Public Trust in Artificial Intelligence Starts With Institutional Reform
October 2022 Update: We recently commented on NIST’s latest draft of a framework to manage the risks of AI. To improve the framework before it is finalized in January 2023, we think NIST should adjust the framework in several ways, including to better center communities impacted by AI systems, interrogate the broader structures around AI systems, and provide guidance on decommissioning AI systems or considering non-AI alternatives when appropriate.
Gaining the public’s trust in artificial intelligence (AI) will take more than just setting technical standards. It will require that institutions using this technology first prove they are worthy of our trust. Earlier this year, Congress passed its most significant law to date on AI. As part of this law, Congress tasked the National Institute of Standards and Technology (NIST) with creating a framework to manage risks associated with the use of AI. While this is a critical first step towards AI accountability, technical standards alone can’t guarantee trustworthiness in AI development and use. That’s why last week we sent a letter responding to NIST’s draft proposal on methods to manage bias in AI.
AI might evoke science fiction to some, but it is already being deployed throughout our society in ways that directly impact rights and liberties. For example, AI is used to determine where police resources will be deployed and who will stay incarcerated or be released on bail. Oftentimes, it is introduced without anything close to a sufficient evaluation of whether it is replicating or even super-charging existing biases in our society. That’s why we’re glad to see that NIST is soliciting feedback on the issue of bias in AI. Still, we’re concerned that their focus might be too narrow.
AI bias takes many forms, as NIST’s own proposal makes clear by identifying more than 35 types of biases. While some AI bias is due to technical factors such as the choice of variables that are closely related to demographic characteristics — such as when a tool can encode race based on zip code — many are not technical. These non-technical biases include population bias, which occurs when the people contributing data differ from the general population; historical bias, which occurs when models are trained on past biased data; and systemic biases, like institutional racism and sexism. Given this array of biases, it makes sense that bias can’t be mitigated only through technological changes, especially when technical fields themselves still struggle with a severe lack of diversity.
NIST’s draft proposal places a lot of emphasis on technical techniques and not enough on the societal context in which AI tools are designed and used. For example, the publication recommends engaging with the community when developing AI, but this engagement appears limited to “experts” and “end users.” Notably absent from the discussion is outreach to those who will be directly impacted by the use of AI systems, such as people in pretrial detention and families in the child welfare system.
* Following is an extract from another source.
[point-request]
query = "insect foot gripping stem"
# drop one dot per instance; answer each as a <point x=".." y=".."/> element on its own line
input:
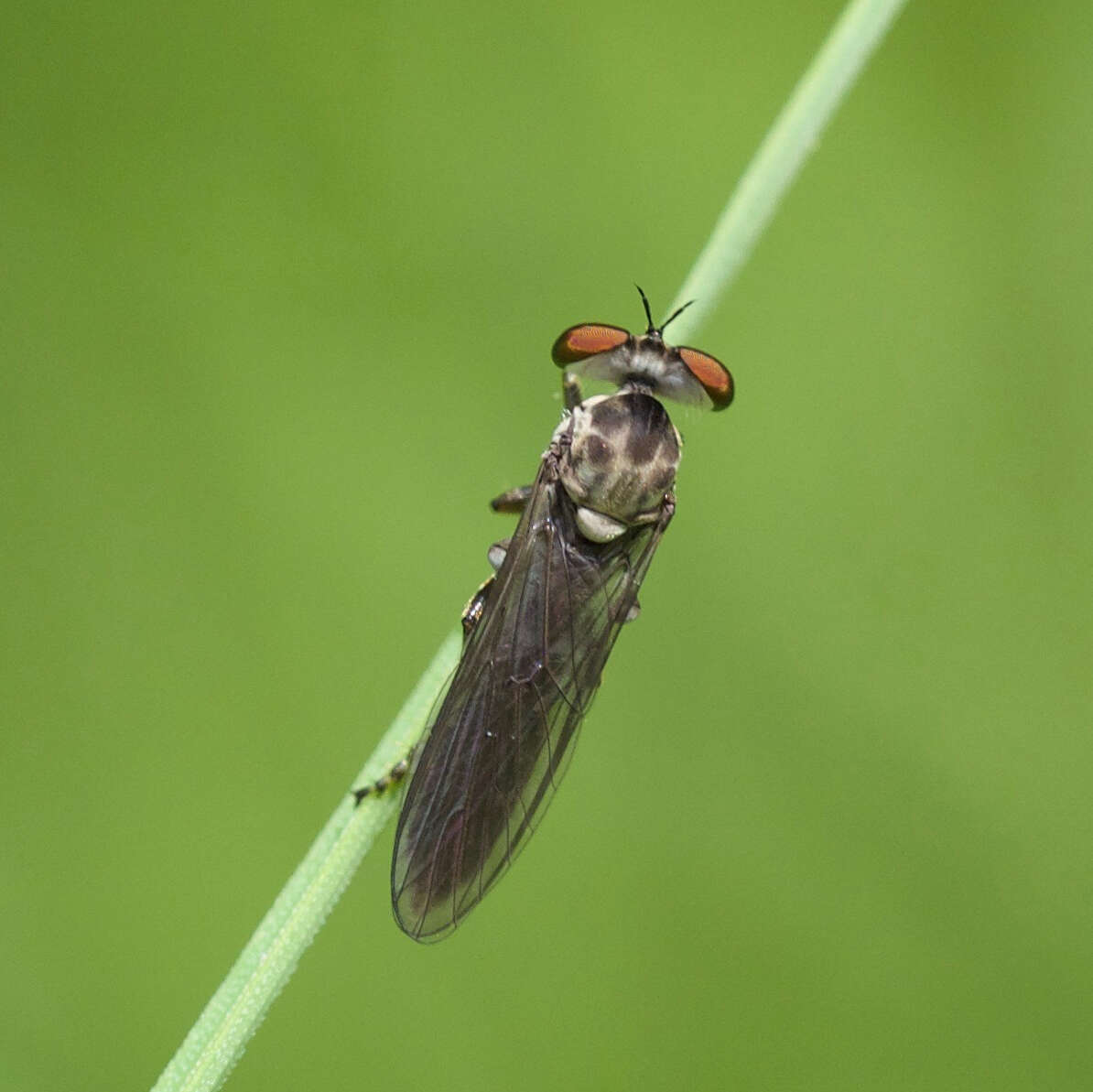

Impacted community members may hold very different views on how AI should be designed in a particular context — and whether it should be used at all.
Further, the draft proposal frames managing bias as a way to cultivate public trust. In doing so, it puts the burden on the public to increase its trust rather than on institutions to prove they are creating trustworthy technologies. AI with well-documented bias is being used in some of this country’s least trusted institutions, from the criminal legal system to the banking system. While we commend NIST for seeking public input, the other institutions where AI is already in use have historically failed to respond to public opinion and critique. That needs to be fixed before the public can begin to trust the use of even more AI by these institutions.
It's also important to remember that algorithmic design choices aren’t just technical choices. The choices made when designing algorithms are essentially policy decisions, and they often go unexamined. For example, in the context of bail decisions, a practitioner designing a tool to predict who is at risk of failing to reappear in court is essentially acting as a member of the legal system when they choose the variables that will or won’t go into the model and set the boundaries between high and low risk. In doing so, they enforce policies in the coding choices they make.
Transparency is vital in algorithmic decision-making systems. Making this process truly transparent may require regular audits and ongoing impact assessments by neutral third parties, with the results made public. NIST should take an active role in setting clear standards for these audits and impact assessments. They should also articulate the safeguards entities must put in place for those affected by algorithmic decision-making, which could include effective appeals processes for impacted individuals and compensation when people have been misjudged by AI tools.
NIST has proposed mitigating AI bias through a process of gradual refinement at the pre-design, development, and deployment stages. However, this approach seems to accept the deployment of AI as inevitable and always the best solution to a problem. We encourage NIST to reframe its approach to reflect the possibility that an algorithm might need to be terminated at each of these stages if unacceptable biases, harms, or impacts arise. Moreover, we suggest NIST set clear standards for instances in which AI should either be dropped or not developed in the first place.
Finally, NIST should emphasize that data privacy violations, flawed or unethical collection methods, and data inaccuracy can all contribute to algorithmic bias. Examples of each abound, from the creation of facial recognition databases without people’s consent, to problematic predictive policing technologies based on historically biased data.
Reducing AI bias is a noble goal, but the public’s trust in AI and other technology-enabled decision-making tools can’t be earned through the release of technical standards alone. Earning the public’s trust will require the meaningful engagement of impacted communities, increased transparency, improvements in data quality, and, most importantly, institutional reform.